When creating Pods generally, it can be very helpful to keep a record of the various pieces of credential information (for example in a password manager). We provide a very simple credential template below, which you may find useful:
Test User Pod:
username: <MY-NAME>BurnerUser1
password: <Generated using https://passwordsgenerator.net/>
email: <Generated using https://yopmail.com/>
WebID: https://id.inrupt.com/<MY-NAME-LOWERCASE>burneruser1
Storage: https://storage.inrupt.com/XXXXXXXX-YYYY-ZZZZ-AAAA-BBBBBBBBBBBB/
ETL Tutorial Pod:
username: <MY-NAME>BurnerEtl1
password: <Generated using https://passwordsgenerator.net/>
email: <Generated using https://yopmail.com/>
WebID: https://id.inrupt.com/<MY-NAME-LOWERCASE>burneretl1
Storage: https://storage.inrupt.com/AAAAAAAA-BBBB-CCCC-DDDD-EEEEEEEEEEEE/
ClientID: <ETL_TUTORIAL_CLIENT_ID>
ClientSecret: <ETL_TUTORIAL_CLIENT_SECRET>
Pull down the ETL Tutorial codebase:
git clone [email protected]:inrupt/etl-tutorial.git
Run the code generation phase for our local vocabularies (this will generate local TypeScript source code providing convenient constants for all the terms defined in all the local vocabularies that we created to represent concepts from the sample 3rd-party data sources we Extract from (e.g., for concepts like a Passport, or a passport number, as might be defined by a government Passport Office, or the concepts related to a person's hobbies):
npx @inrupt/artifact-generator generate --vocabListFile "resources/Vocab/vocab-etl-tutorial-bundle-all.yml" --outputDirectory "./src/InruptTooling/Vocab/EtlTutorial" --noPrompt --force --publish npmInstallAndBuild
Now install (note: we use ci
instead of install
to ensure a
deterministic, repeatable installation):
npm ci
Now build the project (since this is a TypeScript codebase):
npm run build
Now run the unit test suite:
npm test
- We expect to see some red error output (as we test all our error handling, so this is normal and expected).
- All tests should pass.
- Branch code coverage should be 100% - i.e., green right across the board!

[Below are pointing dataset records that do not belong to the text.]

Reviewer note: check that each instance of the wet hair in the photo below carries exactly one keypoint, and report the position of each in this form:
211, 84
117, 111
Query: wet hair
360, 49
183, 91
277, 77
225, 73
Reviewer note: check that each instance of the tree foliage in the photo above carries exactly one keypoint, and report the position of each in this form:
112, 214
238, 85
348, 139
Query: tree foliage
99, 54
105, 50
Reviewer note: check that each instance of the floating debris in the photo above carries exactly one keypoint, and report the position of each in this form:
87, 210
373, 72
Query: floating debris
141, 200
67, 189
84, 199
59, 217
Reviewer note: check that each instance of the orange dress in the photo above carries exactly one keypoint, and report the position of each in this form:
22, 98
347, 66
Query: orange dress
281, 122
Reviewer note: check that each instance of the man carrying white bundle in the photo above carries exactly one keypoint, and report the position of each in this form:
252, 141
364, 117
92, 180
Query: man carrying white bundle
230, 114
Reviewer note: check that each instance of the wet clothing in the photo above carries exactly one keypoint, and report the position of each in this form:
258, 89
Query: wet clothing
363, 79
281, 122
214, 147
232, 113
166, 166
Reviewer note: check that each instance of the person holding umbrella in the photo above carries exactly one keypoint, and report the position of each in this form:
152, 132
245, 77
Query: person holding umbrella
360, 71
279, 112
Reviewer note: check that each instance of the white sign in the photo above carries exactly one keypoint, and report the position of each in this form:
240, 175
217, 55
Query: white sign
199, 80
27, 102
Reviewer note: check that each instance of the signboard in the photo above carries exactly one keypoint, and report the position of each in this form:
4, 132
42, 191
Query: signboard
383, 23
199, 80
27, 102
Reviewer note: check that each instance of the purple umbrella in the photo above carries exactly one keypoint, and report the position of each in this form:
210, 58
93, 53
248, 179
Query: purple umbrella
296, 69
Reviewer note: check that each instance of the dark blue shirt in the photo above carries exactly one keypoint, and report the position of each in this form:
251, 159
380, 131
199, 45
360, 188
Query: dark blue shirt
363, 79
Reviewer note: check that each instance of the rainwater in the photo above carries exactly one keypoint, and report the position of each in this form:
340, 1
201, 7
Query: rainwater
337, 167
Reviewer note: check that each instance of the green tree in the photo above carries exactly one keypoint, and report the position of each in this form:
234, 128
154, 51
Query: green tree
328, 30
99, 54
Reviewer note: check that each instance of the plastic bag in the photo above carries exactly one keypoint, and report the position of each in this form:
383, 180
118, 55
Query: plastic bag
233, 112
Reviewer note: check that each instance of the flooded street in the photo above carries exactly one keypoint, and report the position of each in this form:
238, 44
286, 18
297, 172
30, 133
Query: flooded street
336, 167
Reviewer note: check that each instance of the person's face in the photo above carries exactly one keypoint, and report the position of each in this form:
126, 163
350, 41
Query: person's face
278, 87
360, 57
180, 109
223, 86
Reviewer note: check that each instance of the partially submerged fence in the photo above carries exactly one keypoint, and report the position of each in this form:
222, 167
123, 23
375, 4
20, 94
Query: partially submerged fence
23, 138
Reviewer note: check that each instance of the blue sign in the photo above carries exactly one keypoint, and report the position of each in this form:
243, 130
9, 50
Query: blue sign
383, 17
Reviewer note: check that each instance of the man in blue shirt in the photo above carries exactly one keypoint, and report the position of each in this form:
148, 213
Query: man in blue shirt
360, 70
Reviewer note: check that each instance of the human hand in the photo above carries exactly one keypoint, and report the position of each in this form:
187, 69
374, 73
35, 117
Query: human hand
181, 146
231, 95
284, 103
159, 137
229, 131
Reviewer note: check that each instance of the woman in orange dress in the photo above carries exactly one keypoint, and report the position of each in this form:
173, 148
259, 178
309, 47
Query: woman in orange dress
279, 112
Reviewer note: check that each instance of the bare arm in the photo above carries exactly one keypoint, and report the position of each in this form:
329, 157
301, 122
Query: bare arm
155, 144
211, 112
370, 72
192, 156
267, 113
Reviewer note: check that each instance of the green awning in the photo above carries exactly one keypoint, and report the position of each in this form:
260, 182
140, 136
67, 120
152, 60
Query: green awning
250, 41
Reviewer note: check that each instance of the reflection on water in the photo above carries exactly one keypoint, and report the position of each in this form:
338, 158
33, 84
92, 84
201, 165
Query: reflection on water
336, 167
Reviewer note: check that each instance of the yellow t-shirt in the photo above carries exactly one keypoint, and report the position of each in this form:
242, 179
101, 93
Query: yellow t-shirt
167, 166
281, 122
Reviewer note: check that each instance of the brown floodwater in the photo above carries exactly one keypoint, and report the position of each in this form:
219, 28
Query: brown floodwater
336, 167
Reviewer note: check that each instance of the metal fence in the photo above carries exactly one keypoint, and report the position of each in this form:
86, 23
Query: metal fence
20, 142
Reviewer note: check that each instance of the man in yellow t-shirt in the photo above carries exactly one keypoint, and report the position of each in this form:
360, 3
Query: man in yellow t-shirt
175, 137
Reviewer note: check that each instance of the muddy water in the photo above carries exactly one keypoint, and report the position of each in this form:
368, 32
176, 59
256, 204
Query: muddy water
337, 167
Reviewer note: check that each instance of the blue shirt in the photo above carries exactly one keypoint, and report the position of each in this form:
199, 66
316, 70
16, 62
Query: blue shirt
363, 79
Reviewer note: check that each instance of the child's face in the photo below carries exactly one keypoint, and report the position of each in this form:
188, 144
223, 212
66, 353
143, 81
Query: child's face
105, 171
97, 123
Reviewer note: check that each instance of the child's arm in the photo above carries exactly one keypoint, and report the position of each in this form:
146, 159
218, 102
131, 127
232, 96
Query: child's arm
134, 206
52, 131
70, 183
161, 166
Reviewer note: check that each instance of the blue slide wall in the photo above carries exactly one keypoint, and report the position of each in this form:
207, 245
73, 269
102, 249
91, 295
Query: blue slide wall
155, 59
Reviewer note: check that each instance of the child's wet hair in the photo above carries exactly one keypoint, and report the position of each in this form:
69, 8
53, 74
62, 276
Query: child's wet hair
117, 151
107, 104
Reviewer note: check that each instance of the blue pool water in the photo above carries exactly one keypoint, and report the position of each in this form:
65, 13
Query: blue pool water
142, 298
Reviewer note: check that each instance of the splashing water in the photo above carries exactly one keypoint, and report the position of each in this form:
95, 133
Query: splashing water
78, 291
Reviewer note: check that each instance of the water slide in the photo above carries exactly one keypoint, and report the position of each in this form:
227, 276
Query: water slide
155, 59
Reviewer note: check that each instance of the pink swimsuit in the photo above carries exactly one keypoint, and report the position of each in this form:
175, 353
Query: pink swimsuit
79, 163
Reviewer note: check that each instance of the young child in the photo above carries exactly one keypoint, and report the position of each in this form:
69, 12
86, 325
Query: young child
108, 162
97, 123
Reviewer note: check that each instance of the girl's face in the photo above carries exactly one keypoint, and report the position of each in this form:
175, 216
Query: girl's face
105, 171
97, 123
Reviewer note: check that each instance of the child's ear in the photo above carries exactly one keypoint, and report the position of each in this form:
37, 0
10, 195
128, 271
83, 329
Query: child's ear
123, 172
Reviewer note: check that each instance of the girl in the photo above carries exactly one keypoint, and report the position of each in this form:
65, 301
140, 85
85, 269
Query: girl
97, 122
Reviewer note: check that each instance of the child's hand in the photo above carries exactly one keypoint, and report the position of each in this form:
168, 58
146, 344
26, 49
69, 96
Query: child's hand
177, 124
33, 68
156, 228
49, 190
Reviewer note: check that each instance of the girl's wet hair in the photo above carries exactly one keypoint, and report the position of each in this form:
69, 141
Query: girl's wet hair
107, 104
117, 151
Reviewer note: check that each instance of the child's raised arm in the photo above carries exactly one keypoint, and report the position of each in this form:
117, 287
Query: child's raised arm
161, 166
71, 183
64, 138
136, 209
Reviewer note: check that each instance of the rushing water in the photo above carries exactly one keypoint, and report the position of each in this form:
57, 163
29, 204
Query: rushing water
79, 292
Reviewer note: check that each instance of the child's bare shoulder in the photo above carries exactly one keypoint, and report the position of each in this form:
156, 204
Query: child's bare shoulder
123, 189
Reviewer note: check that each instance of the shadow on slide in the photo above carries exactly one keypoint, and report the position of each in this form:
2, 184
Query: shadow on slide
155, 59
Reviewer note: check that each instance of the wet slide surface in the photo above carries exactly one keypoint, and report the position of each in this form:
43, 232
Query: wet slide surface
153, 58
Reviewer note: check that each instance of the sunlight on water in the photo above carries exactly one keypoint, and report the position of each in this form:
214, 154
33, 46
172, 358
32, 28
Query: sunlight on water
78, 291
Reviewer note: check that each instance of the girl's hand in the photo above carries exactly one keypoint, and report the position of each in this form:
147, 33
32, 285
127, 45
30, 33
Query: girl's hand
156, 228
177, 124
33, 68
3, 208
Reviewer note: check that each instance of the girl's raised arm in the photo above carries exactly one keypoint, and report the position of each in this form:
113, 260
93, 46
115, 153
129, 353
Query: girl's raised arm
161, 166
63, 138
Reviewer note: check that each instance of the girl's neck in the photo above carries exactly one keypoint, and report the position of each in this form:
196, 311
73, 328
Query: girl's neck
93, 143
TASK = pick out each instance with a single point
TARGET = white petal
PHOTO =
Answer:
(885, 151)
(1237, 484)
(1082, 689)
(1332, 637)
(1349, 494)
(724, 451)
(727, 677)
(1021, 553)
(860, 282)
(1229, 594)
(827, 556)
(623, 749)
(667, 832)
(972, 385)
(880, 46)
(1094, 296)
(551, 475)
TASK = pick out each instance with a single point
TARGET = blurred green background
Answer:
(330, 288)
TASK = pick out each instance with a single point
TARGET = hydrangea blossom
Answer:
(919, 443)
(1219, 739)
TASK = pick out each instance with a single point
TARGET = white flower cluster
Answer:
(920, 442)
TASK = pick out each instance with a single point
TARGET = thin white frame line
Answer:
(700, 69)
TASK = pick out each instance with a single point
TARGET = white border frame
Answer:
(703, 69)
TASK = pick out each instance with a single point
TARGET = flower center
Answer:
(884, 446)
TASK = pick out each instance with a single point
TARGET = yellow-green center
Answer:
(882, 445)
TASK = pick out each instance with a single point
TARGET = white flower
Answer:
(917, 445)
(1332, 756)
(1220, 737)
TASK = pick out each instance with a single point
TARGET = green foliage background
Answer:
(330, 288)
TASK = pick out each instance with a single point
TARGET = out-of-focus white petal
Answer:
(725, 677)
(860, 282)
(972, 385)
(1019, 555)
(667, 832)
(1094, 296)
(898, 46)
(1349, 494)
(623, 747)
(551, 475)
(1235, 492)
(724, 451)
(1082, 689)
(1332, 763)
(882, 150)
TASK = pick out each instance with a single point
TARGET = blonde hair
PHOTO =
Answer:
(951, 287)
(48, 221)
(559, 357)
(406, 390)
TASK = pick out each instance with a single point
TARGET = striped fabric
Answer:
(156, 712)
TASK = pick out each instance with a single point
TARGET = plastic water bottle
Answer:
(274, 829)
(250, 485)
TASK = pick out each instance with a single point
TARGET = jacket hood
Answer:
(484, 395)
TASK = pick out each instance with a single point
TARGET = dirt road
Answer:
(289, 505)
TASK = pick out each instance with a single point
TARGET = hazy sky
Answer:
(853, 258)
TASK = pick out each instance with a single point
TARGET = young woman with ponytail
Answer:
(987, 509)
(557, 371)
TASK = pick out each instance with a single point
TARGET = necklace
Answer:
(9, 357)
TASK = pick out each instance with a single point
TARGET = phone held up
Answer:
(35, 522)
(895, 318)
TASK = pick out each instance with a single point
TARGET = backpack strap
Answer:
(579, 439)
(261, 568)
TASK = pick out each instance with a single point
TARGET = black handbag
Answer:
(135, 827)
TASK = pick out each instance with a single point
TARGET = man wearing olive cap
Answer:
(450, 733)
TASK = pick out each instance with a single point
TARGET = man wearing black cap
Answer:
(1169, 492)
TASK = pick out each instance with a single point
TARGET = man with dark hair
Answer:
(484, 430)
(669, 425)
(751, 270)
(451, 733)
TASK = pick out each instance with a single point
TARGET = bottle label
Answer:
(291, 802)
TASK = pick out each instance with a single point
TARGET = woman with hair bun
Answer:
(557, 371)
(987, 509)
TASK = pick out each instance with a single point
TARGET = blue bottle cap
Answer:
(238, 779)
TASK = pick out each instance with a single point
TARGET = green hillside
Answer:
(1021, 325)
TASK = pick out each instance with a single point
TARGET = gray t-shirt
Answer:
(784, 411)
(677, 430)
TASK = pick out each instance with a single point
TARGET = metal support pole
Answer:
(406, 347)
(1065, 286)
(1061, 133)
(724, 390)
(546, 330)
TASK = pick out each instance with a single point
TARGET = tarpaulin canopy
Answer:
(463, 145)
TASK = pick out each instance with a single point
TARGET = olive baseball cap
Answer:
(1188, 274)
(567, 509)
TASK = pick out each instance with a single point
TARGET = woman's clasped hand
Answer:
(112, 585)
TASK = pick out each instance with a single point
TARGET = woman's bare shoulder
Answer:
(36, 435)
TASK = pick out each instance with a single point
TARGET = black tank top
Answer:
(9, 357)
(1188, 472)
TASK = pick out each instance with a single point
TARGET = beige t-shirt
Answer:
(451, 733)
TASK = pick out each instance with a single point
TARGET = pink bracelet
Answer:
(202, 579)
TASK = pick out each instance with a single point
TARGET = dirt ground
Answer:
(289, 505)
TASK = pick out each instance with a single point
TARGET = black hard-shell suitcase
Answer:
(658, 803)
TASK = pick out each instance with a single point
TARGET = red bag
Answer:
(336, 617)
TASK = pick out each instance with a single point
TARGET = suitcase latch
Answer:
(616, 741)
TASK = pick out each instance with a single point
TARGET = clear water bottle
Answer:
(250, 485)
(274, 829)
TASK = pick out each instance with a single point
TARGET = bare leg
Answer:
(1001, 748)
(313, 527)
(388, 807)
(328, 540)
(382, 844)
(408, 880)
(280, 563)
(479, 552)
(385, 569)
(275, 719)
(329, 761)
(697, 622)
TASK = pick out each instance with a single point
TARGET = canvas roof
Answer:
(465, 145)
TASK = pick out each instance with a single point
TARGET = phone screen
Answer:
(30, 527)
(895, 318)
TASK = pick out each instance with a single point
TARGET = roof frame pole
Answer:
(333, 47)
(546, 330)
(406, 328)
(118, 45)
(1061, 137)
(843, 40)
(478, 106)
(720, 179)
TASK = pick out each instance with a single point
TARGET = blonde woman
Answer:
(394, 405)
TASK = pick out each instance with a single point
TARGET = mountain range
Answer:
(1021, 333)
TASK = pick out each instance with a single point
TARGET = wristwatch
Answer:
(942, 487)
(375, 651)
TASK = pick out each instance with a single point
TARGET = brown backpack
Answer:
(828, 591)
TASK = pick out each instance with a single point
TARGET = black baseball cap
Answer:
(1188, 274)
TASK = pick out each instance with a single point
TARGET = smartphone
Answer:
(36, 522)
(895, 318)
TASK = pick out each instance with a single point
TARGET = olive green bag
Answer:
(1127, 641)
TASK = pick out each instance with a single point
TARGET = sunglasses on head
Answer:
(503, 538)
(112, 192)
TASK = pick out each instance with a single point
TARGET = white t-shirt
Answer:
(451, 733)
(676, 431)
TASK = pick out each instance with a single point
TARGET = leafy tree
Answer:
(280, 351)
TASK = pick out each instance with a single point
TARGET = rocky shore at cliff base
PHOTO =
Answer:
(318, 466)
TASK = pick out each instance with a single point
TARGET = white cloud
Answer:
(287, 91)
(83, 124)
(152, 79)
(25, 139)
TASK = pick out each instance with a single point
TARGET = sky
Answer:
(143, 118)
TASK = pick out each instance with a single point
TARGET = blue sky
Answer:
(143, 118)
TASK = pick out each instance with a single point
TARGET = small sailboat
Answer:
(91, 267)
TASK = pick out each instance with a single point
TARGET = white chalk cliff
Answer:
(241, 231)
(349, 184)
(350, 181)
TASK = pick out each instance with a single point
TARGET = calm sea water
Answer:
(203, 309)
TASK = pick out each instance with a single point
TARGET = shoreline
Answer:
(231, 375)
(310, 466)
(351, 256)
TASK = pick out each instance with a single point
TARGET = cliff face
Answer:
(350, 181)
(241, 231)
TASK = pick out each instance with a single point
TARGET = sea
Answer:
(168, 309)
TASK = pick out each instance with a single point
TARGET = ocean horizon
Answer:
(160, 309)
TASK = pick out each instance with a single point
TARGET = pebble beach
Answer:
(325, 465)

Let's first run our ETL Tutorial without any commands, just to see what options we have.
Note: We recommend using ts-node
to run the remaining commands, as its
faster and more convenient. We generally don't recommend installing modules
globally as you'll have problems if multiple applications require modules to be
globally installed, but with different versions, etc.
So instead we've provided ts-node
as a dev dependency of this project, meaning
you can run it conveniently using npx
(or less convenient by explicitly using
./node_modules/.bin/ts-node
). All our examples below use npx
.
Remember that using ts-node
is completely optional, and if it doesn't install
or run correctly for you, simply replace all the references below to
npx ts-node
with the standard node
instead.
So to view our options for running the ETL Tutorial, run:
npx ts-node src/index.ts
Now run with the 'runEtl' command, but no arguments yet...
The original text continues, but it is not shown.